A chance discovery in a physics lab at Rice University has turned up an ultra-hard material that could usurp the titanium commonly used in today's knee and hip replacements. Scientists have found that by melting gold into the titanium mix they can produce a non-toxic metal that is four times harder than titanium itself, raising the prospect of more durable, longer lasting medical implants.
Emilia Morosan, a professor of physics at Rice University, was carrying out experiments on a magnetic material made from nonmagnetic elements, more specifically, a titanium-gold mix with a one-to-one ratio. Part of her team's process in developing new compounds like this one is to grind it up into powder so that it can be X-rayed, which helps them identify things like its composition, structure and purity.
"When we tried to grind up titanium-gold, we couldn't," she says. "I even bought a diamond-coated mortar and pestle, and we still couldn't grind it up."
It proved a tough nut to crack, but Morosan and her team carried out a series of tests to work out how hard this compound really was, along with a few other titanium-gold compounds that had been used as comparisons in their earlier work. Part of this mix was one alloy containing three parts titanium to one part gold, which had been formed at high temperature.
Preparing the compound at high temperatures, as it turns out, creates an almost purely crystalline form of the beta version of the alloy, with four times the hardness of titanium. The researchers point out that the compound is actually not a new one, nor is it difficult to make, but they are the first to come across its impressive properties.
They say that the reason for this is the high temperature at which they had cooked up the material. When prepared at lower temperatures, they say they atoms arrange themselves in a cubic structure as the alpha form of the so-called titanium-3-gold, with a hardness similar to regular titanium. It seems, therefore, the scientists that had previously assessed its hardness were working with materials consisting of this alpha arrangement of atoms.
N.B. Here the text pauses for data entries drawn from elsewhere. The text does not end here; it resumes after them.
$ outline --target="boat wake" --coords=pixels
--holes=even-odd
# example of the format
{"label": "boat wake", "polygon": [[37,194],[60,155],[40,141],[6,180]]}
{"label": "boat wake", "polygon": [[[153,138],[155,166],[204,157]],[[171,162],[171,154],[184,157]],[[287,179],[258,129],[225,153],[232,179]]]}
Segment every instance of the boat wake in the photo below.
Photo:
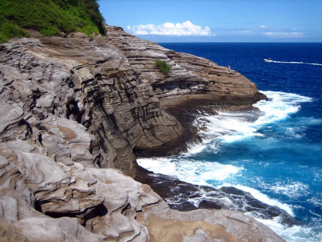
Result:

"[Beta titanium-3 gold] is about three to four times harder than most steels," says Morosan. "It's four times harder than pure titanium, which is what's currently being used in most dental implants and replacement joints."
The researchers say that material could lend itself particularly well to use in medical implants, as it is made of titanium and gold, which are up there with the more biocompatible materials and are commonly used for that reason. But testing showed their titanium-3-gold to be even more biocompatible and wear-resistant than pure titanium. They the team is exploring whether treating it with chemicals can make it even harder again.
The research was published in the journal Science Advances.